Para pastor perintis karya misi CP di Kalbar sudah hadir di Ketapang sejak bulan Juli 1946. Sementara, Augustinessen baru datang di akhir tahun 1949.
Ketiga pastor pionir pembawa awal misi CP ke Ketapang itu adalah Pastor Canisius Pijnappels CP, Pastor Bernardinus Knippenberg CP, dan Pastor Plechelmus Dullaert CP.
Mereka datang atas rekomendasi dan permintaan Mgr. Tarcisius TJ Valenberg OFMCap dalam kapasitasnya sebagai Vikaris Apostolik Borneo Belanda yang waktu itu berkedudukan di Pontianak.

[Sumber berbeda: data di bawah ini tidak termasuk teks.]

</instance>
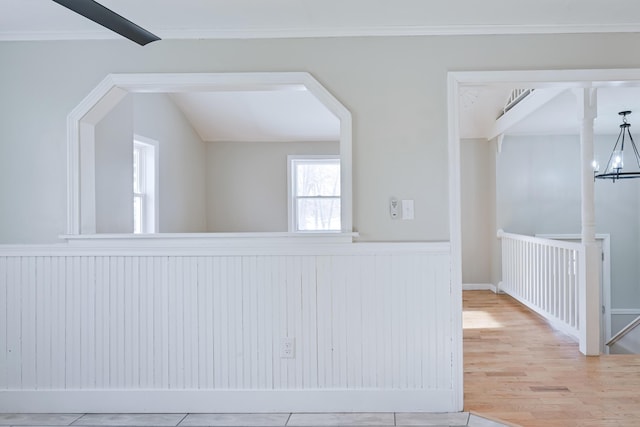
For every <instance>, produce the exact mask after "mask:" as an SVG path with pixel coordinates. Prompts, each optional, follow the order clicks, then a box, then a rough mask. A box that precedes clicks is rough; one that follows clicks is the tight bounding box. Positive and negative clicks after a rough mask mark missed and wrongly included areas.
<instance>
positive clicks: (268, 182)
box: [206, 141, 340, 232]
mask: <svg viewBox="0 0 640 427" xmlns="http://www.w3.org/2000/svg"><path fill="white" fill-rule="evenodd" d="M206 145H207V165H208V168H207V229H208V231H211V232H218V231H220V232H234V231H238V232H240V231H256V232H262V231H287V229H288V221H287V218H288V212H287V155H289V154H336V155H337V154H339V152H340V143H339V142H337V141H334V142H209V143H207V144H206Z"/></svg>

Kronik peristiwa CP di Ketapang
Berikut ini sedikit kisah balik karya awal misi para pastor dan bruder CP di Ketapang.
Tahun 1939, Pater Dominikus selaku Propinsial CP Provinsi Belanda resmi menunjuk tiga orang imam perintis misi Congregatio Passionis ke Kalbar, khususnya di Ketapang.
Namun, Pastor Theophile Seesing CP urung berangkat karena jantungnya tiba-tiba bermasalah. Akhirnya, Pastor Plechelmus Dullaert CP lalu menggantikannya sebagai misionaris.

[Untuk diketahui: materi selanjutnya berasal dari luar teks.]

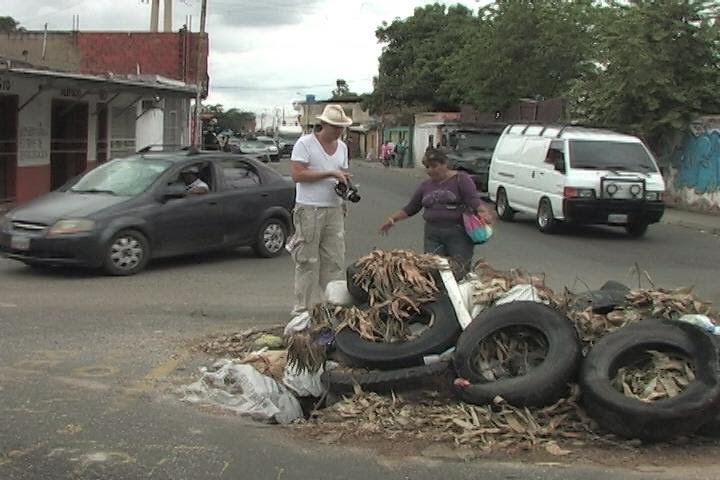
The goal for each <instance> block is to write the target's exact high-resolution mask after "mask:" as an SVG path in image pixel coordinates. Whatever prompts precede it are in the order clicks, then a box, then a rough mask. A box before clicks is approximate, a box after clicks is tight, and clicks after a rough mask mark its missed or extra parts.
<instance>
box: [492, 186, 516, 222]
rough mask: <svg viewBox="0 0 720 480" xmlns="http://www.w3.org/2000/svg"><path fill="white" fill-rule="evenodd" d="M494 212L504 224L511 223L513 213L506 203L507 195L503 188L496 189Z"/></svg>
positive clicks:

Tanggal 12 Juni 1946, ketiga imam misionaris CP angkatan pertama itu memulai perjalanan layarnya. Mereka meninggalkan Joskade Rotterdam di Nederland dengan menumpang kapal militer Bolendam menuju Indonesia via Southampton di Inggris, Port Said di Sinai-Mesir, Colombo di Srilanka, dan Singapura, hingga akhirnya berhasil tiba di Batavia (Jakarta) tanggal 26 Juli 1946.
Perjalanan dari Belanda menuju Jakarta itu terjadi dalam kurun waktu mulai tanggal 12 Juni hingga menjelang akhir Juli 1946.
Begitu tiba di Batavia, kedatangan mereka sudah disambut oleh para imam Fransiskan Kapusin dan kemudian diinapkan di Biara OFM di kawasan Jl. Kramat Raya, Jakarta Pusat.
Begitu tiba di Jakarta, maka pada tanggal 26 Juli 1946, mereka bertiga langsung terbang dari Batavia dengan pesawat Dakota menuju Pontianak.
Tugas pertama sudah menanti
Berikut ini daftar tugas pertama yang langsung mendarat di pundak ketiga imam misionaris CP begitu tiba di Pontianak bulan Juli 1946.
- Pastor Plechelmus Dullaert CP langsung berlayar menuju Ketapang.
- Pastor Canisius Pijnappels CP langsung ke Nyarumkop, Singkawang.
- Pastor Bernadinus Knippenberg CP sebagai superior misi tetap tinggal beberapa bulan di Pontianak. Ia merasa perlu mempelajari garis-garis besar karya pastoral, administrasi, kearsipan kebijakan misi, pemerintahan, agama lain, dan belajar bahasa Hok Lo.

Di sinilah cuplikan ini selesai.